Social Science Statistics

The Problem with Finding Multiple Outliers

Outliers are data points that are unusually far from the rest of your observations, and they can seriously distort your statistical analyses. While there are tests designed to detect a single outlier — such as Grubbs' test — things get more complicated when your dataset might contain two, three, or even more outliers. The Generalized Extreme Studentized Deviate (ESD) test, developed by Rosner in 1983, was created specifically to handle this situation.

The Masking Effect: Why Single-Outlier Tests Can Fail

To understand why we need the Generalized ESD test, you first need to understand a phenomenon called the masking effect. Imagine a researcher measuring the resting heart rates of 40 participants. Most participants have heart rates between 60 and 80 beats per minute, but three participants have rates of 120, 125, and 130. If you apply a single-outlier test like Grubbs' test, those three extreme values collectively pull the mean and standard deviation upward. This makes each individual extreme value appear less unusual than it actually is, because the inflated mean is now closer to them and the inflated standard deviation makes the spread seem larger. The result? The test might conclude that none of the values are outliers, even though three of them clearly are. The outliers are effectively hiding behind each other.

You might think the solution is to just apply Grubbs' test repeatedly — find one outlier, remove it, test again. But this sequential approach has a statistical problem: each time you run the test, you increase the chance of making an error. The significance level you thought you were using no longer holds. The Generalized ESD test solves both of these problems elegantly.

How the Generalized ESD Test Works

The Generalized ESD test requires you to specify an upper bound on the number of outliers you suspect might be in your data. You do not need to know the exact number — you just need a reasonable maximum. For instance, if you have 50 data points and think there could be anywhere from zero to five outliers, you would set the upper bound at 5.

The test then works through an iterative procedure. In the first step, it identifies the data point that is furthest from the mean and calculates a test statistic for it (similar to the Grubbs' test statistic — the distance from the mean divided by the standard deviation). It then temporarily removes that point and repeats the process on the remaining data, identifying the next most extreme point and calculating a new test statistic. This continues until the procedure has been repeated as many times as the upper bound you specified.

At each step, the test also computes a corresponding critical value. Once all the iterations are complete, the test compares the test statistics to their critical values, working from the last iteration backward. The number of outliers is determined by finding the largest iteration number where the test statistic still exceeds the critical value. All data points removed up to and including that iteration are declared outliers.

A Concrete Example

Imagine a researcher studying the daily calorie intake of 30 participants in a nutrition study. Most participants report intakes between 1,800 and 2,500 calories, but three report values of 4,200, 4,500, and 5,100. The researcher suspects there could be up to four outliers, so she sets the upper bound at 4. The Generalized ESD test iterates four times, removing the most extreme value at each step and computing test statistics and critical values. After reviewing the results, the test identifies three outliers — the three extreme values. The fourth iteration does not produce a significant result, confirming that three is the right number.

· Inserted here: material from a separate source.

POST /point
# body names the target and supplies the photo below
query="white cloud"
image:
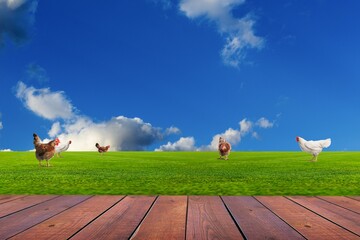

Advantages Over Single-Outlier Tests

The Generalized ESD test has several important advantages:

It overcomes the masking effect. Because it iteratively removes extreme values and recalculates, outliers cannot hide behind each other.
It maintains the correct significance level. Unlike running Grubbs' test multiple times, the Generalized ESD test is designed so that the overall chance of a false positive remains at the level you chose (typically 0.05).
You do not need to know the exact number of outliers in advance. You only need to set a reasonable upper bound, and the test figures out the actual number.
It is straightforward to apply and interpret, making it practical even for researchers who are not specialists in statistics.

Key Assumptions

Like Grubbs' test, the Generalized ESD test assumes that the underlying data (without the outliers) follow an approximately normal distribution — the familiar bell-shaped curve. If your data are heavily skewed or come from a non-normal distribution, the test may not perform well. It is wise to examine a histogram of your data before applying the test. Additionally, the test requires a reasonable sample size to work reliably; Rosner recommended at least 25 observations.

As with any outlier detection method, finding a statistically significant outlier does not automatically mean you should remove it from your data. Always investigate why an extreme value exists. If it results from a data entry error or equipment malfunction, removal is justified. If it is a genuine but unusual observation, you should think carefully about whether removing it is appropriate, and report your reasoning transparently.